Alexander sintió que le crujían las costillas y lo sofocaba una mezcla de olor a miedo y a perfume de gardenias, mientras Angie lo cubría de sonoros besos, riéndose y llorando de nervios.

Joel González se acercó a examinar el arma que había empleado Alexander.

– ¡Es mi cámara! -exclamó.

Lo era. El estuche de cuero negro estaba destrozado, pero la pesada máquina alemana había resistido el rudo encuentro con el cocodrilo sin aparente daño.

– Perdona, Joel. La próxima vez usaré la mía -dijo Alexander señalando su pequeña cámara de bolsillo.

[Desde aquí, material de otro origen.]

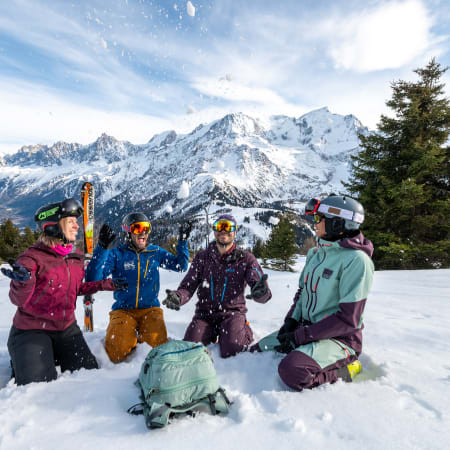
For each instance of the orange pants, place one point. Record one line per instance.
(127, 327)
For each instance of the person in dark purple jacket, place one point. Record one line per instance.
(46, 280)
(220, 274)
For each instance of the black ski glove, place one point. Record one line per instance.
(19, 273)
(290, 324)
(287, 342)
(106, 236)
(120, 284)
(259, 289)
(173, 300)
(184, 231)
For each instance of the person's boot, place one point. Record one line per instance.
(348, 372)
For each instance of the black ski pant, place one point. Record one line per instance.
(36, 353)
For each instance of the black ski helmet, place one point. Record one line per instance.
(342, 215)
(47, 217)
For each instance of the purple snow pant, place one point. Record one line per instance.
(231, 329)
(299, 371)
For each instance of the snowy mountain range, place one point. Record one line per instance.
(239, 162)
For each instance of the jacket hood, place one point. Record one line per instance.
(358, 242)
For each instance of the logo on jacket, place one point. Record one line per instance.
(327, 273)
(129, 265)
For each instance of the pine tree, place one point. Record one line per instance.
(401, 176)
(10, 240)
(281, 245)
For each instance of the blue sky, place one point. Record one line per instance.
(71, 70)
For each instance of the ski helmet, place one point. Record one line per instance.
(342, 214)
(312, 206)
(47, 217)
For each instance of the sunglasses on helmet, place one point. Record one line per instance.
(137, 228)
(224, 225)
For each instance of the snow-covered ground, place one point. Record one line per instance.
(399, 401)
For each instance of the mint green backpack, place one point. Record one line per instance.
(178, 377)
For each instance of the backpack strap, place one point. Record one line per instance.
(212, 403)
(159, 417)
(136, 410)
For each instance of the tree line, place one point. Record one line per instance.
(401, 176)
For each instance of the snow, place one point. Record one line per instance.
(274, 220)
(399, 401)
(183, 191)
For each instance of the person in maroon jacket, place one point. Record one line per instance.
(221, 273)
(46, 280)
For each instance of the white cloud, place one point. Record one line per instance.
(37, 115)
(386, 37)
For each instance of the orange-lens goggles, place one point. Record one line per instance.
(140, 227)
(224, 225)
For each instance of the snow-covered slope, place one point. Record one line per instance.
(399, 401)
(236, 161)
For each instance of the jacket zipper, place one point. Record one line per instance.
(212, 290)
(139, 277)
(146, 267)
(224, 287)
(68, 287)
(311, 286)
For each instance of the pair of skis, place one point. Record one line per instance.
(87, 200)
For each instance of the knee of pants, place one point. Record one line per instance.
(120, 338)
(234, 341)
(200, 331)
(152, 328)
(154, 335)
(118, 349)
(296, 372)
(38, 371)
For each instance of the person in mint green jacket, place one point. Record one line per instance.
(322, 332)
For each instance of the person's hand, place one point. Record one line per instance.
(290, 324)
(184, 231)
(120, 284)
(259, 289)
(173, 300)
(106, 236)
(19, 273)
(287, 342)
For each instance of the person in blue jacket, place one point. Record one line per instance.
(136, 315)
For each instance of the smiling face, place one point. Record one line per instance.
(69, 227)
(320, 228)
(224, 240)
(139, 240)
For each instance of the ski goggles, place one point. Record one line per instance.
(311, 207)
(224, 225)
(137, 228)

Por la mañana dejó de llover y aprovecharon para lavar la ropa, con un fuerte jabón de creolina que Angie llevaba en su equipaje, y ponerla a secar al sol. Desayunaron carne asada, galletas y té. Estaban planeando la forma de construir una balsa, tal como Alexander había sugerido el primer día, para flotar río abajo hasta la aldea más cercana, cuando surgieron dos canoas aproximándose por el río. El alivio y la alegría fueron tan explosivos que todos corrieron lanzando alaridos de júbilo, como los náufragos que eran. Al verlos, las canoas se detuvieron a cierta distancia y los tripulantes comenzaron a remar en sentido contrario, alejándose. Iban dos hombres en cada una, vestidos con pantalones cortos y camisetas. Angie les saludó a gritos en inglés y otros idiomas locales que pudo recordar, rogándoles que regresaran, que estaban dispuestos a pagarles si los ayudaban. Los hombres consultaron entre sí y por fin la curiosidad o la codicia los venció y empezaron a remar, acercándose cautelosamente a la orilla. Comprobaron que había una mujer robusta, una extraña abuela, dos adolescentes, un tipo flaco con lentes gruesos y otro hombre que tampoco parecía de temer; formaban un grupo más bien ridículo. Una vez convencidos de que esa gente no presentaba peligro, a pesar de las armas en manos de la dama gorda, saludaron con gestos y desembarcaron.